ORACLE applies. Note that there is a conflict between 11gMEMORY_TARGET 's use of tmpfs and giant pages. I set it in ORACLE10G.

MYSQL can be used, but has not been used

-- whether other memory-related parameters except buffer are too large

Mysql:sort_buffer tmp_table_size join_buffer_size et al.

Oracle: is it appropriate to separate SGA from PGA,PGA

-- the simplest colleagues, buy more physical memory, physical memory is not expensive.

Finally, let's answer the initial question.
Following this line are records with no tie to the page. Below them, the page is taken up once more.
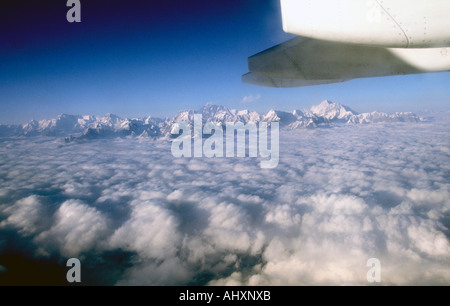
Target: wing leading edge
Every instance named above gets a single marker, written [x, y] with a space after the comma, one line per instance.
[304, 62]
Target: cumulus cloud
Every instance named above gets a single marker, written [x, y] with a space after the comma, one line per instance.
[338, 197]
[77, 228]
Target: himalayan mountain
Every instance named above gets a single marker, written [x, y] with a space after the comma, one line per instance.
[73, 127]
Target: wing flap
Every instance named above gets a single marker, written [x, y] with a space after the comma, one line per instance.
[305, 61]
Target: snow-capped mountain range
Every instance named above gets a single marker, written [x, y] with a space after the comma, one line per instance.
[76, 127]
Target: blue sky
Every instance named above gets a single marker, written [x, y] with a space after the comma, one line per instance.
[136, 58]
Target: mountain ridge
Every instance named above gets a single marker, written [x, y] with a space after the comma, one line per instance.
[89, 126]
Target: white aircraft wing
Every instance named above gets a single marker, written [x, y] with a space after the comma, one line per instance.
[346, 46]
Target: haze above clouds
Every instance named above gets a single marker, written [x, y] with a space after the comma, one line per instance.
[338, 197]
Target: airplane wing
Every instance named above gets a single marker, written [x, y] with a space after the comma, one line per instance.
[305, 61]
[347, 44]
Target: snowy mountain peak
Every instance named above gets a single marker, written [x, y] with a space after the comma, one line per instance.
[333, 111]
[110, 125]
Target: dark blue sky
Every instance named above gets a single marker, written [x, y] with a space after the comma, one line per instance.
[138, 57]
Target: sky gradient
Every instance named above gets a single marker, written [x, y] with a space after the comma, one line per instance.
[137, 58]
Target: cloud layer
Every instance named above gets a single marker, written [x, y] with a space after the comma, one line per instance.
[338, 197]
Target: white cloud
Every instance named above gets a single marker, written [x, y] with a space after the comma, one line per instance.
[338, 197]
[28, 215]
[78, 228]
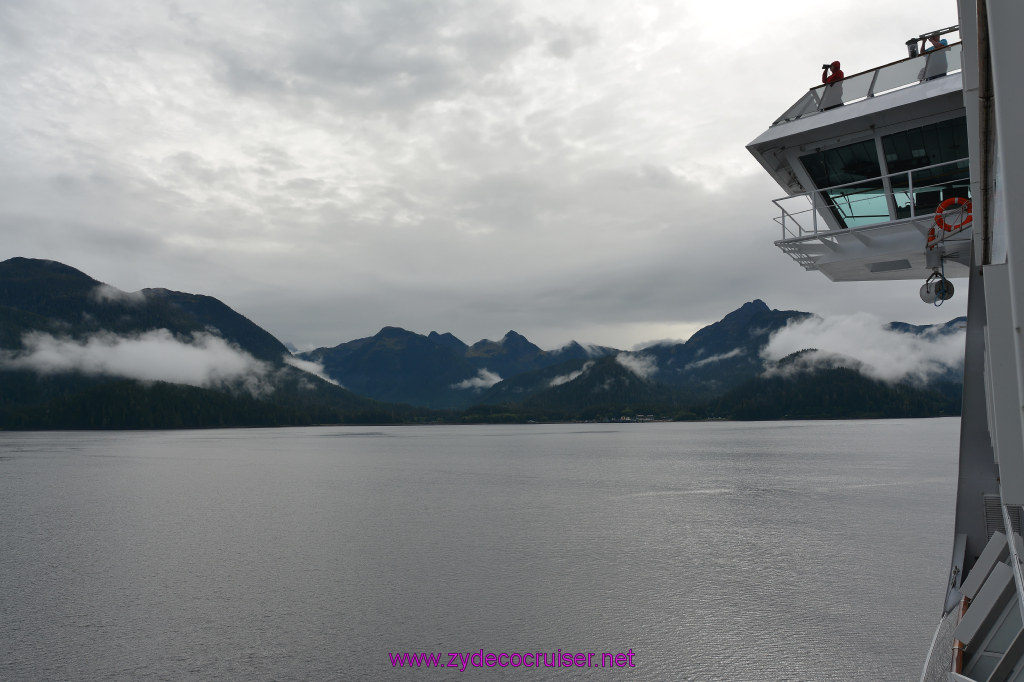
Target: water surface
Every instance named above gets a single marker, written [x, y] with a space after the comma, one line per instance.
[714, 551]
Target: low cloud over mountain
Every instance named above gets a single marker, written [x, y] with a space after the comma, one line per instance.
[863, 342]
[203, 359]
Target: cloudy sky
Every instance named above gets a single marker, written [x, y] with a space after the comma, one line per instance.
[570, 169]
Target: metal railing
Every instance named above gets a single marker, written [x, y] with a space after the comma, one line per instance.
[888, 78]
[908, 194]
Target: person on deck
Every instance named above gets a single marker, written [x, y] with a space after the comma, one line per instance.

1. For the sake of my free, there is still room for buffer/cache. Why did SWAP use it?

Reference section 4

2. Which process (s) uses the most SWAP?

After top, press F to select p, then enter will show SWAP for query.

/ proc/pid/stats contains swap usage, and you can use the program to traverse sorting

3. If you avoid using SWAP in ORACLE or MYSQL?

Reference section 6

4. Why use direct paths to bypass operating system buffers (O_DIRECT)?

Reference section 2

5. ORACLE 11G uses tmpfs virtual file system, can memory be SWAP out?

Reference section 3

6. What is the risk after setting / proc/sys/vm/swappiness to 0?

Reference section 5

Reference:

15 16 17

thirteen

ORACLE METALINK

Welcome to subscribe "Shulou Technology Information " to get latest news, interesting things and hot topics in the IT industry, and controls the hottest and latest Internet news, technology news and IT industry trends.

*The comments in the above article only represent the author's personal views and do not represent the views and positions of this website. If you have more insights, please feel free to contribute and share.